A Universidade de São Paulo e os seus tribunais raciais

Suposta atitude não republicana ajudará instituição a desmantelar outros tribunais

Em março, a Universidade de São Paulo gerou controvérsia ao barrar um aluno por não considerá-lo pardo. Como de costume, logo apareceram os críticos às cotas raciais.

Aqui na Folha, por exemplo, a colunista  Lygia Maria comparou as bancas de avaliação fenotípica aos tribunais raciais de regimes eugenistas. Wilson Gomes seguiu caminho semelhante ao argumentar que tal política era uma esquisitice republicana.

Agora que a pauta parece ter esfriado, é possível discuti-la sem se deixar influenciar pela repercussão gerada pelas reações emocionais do calor do momento, quando muitos são seduzidos a criar argumentos para agradar a torcidas. No entanto, analisar política pública não se resume a inflamar torcidas para promover audiência.

Política pública é sobre a vida das pessoas. É sobre avaliar os custos e benefícios de cada intervenção. É buscar criar soluções mais eficazes para que cada membro da sociedade possa atingir seu potencial. Discutir política pública significa ir além de nossas crenças e examinar cuidadosamente a literatura sobre o assunto.

Em debates relacionados às minorias, isso é ainda mais emblemático. Muitos têm algum ressentimento derivado de atitudes, nem sempre republicanas, de militantes que estão na linha de frente lutando por mudanças. No entanto, apesar dos desconfortos gerados por tais atitudes, uma rápida olhada na literatura ajudaria muitos a entender a profundidade dessa agenda.

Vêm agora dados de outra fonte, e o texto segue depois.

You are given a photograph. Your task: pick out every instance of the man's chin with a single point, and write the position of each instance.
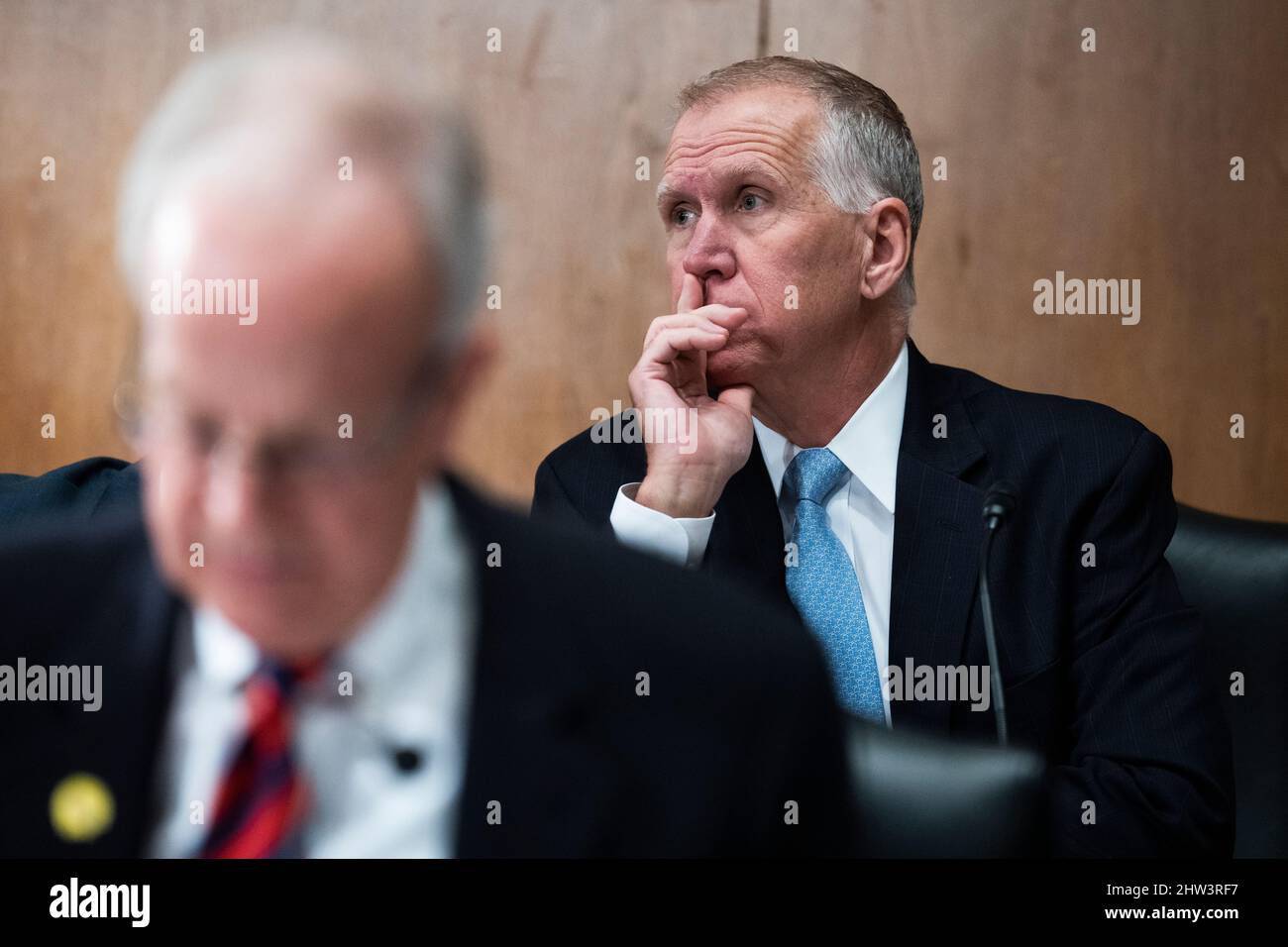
(726, 368)
(282, 628)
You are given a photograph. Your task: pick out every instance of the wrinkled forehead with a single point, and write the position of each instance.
(772, 127)
(284, 295)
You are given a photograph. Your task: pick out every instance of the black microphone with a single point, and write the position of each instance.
(999, 504)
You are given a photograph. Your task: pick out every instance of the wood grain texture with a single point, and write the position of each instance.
(1112, 163)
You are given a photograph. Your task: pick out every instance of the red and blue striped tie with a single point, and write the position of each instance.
(262, 799)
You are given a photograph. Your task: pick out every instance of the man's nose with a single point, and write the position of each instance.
(709, 253)
(236, 489)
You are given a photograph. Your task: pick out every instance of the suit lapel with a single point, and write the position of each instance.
(936, 535)
(119, 744)
(747, 536)
(532, 758)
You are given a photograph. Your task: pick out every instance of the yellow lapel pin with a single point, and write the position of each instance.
(81, 808)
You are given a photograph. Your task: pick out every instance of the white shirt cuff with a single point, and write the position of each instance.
(682, 540)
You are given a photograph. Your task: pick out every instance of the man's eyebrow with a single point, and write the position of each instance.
(746, 169)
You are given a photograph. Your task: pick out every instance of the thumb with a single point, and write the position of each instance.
(691, 294)
(738, 397)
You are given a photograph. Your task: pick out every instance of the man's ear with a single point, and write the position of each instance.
(464, 376)
(888, 228)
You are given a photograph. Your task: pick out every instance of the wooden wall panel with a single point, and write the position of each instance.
(1107, 163)
(1112, 163)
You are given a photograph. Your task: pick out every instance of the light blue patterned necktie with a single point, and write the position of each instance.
(824, 587)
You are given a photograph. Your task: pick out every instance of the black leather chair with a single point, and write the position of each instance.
(927, 797)
(1235, 573)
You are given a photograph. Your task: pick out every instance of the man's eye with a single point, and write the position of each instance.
(201, 434)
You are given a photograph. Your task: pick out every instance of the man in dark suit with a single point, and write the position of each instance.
(784, 414)
(309, 639)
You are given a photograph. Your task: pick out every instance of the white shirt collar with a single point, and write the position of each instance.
(382, 647)
(868, 444)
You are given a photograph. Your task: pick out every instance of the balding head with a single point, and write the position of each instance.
(305, 341)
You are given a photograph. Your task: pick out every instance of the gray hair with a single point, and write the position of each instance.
(863, 151)
(368, 112)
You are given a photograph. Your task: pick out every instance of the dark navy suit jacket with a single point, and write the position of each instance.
(737, 725)
(1103, 665)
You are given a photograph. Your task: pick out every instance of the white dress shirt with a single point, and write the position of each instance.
(861, 513)
(411, 663)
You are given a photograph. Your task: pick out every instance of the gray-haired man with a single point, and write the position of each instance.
(318, 642)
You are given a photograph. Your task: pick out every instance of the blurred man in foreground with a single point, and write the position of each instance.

As desvantagens enfrentadas pelos negros começam antes mesmo do nascimento. Estudos mostram a existência de disparidades no desenvolvimento das crianças negras resultantes das condições socioeconômicas e do viés racial durante o período de gestação (“Essays on Economics of Education: Racial Inequality, Social Norms, and Childcare Impact on Schooling“). Após o nascimento, as próprias famílias podem discriminar investindo mais na educação do filho de pele mais clara (“Is parental love colorblind? Human capital accumulation within mixed families“).

Na escola, também há evidências de que os professores discriminam as crianças negras (“Racial Discrimination in Grading: Evidence from Brazil“). Uma vez no mercado de trabalho, mesmo quando analisamos trabalhadores com características produtivas semelhantes, os negros recebem cerca de 14% a menos que os brancos, um padrão que tem se mantido constante ao longo dos últimos 40 anos (Números da Discriminação Racial).

Desse modo, um pequeno esforço em procurar olhar para evidências ao emitir uma opinião leva à conclusão de que o Brasil, em si, é um grande tribunal racial que gera uma competição desleal para os negros. Confesso que demorei um tempo para compreender isso, pois não tinha o menor interesse pela agenda racial. No entanto, a própria USP ajudou nesse processo.

Não faz muito tempo que estudei lá. Quando entrei na instituição, ainda não havia cotas e não era incomum os professores mencionarem que eu lembrava um jogador de futebol. Embora, dentro das quatro linhas, minha habilidade com a bola nunca tenha me permitido ultrapassar duas ou três embaixadinhas.

Com o tempo, o dia a dia na universidade foi revelando que muitos ali não pareciam tão acostumados a ter a presença de um aluno de pele mais retinta, talvez tampouco de um que tinha um bom desempenho acadêmico. Minha presença e a de outros pouquíssimos pretos na instituição representavam a quebra de um imaginário da posição do negro na sociedade brasileira.

Certa vez, um colega da elite carioca comentou: “Não sei como uma pessoa como você tira notas altas”. Bem, dada a baixa expectativa que muitos têm em relação aos negros, é possível que até hoje eu continue surpreendendo não somente a ele como também parte dos professores que tive naquela instituição e fora dela.


O texto é uma homenagem à música “Umbabarauma”, composta por Jorge Ben Jor, interpretada por ele e Mano Brown.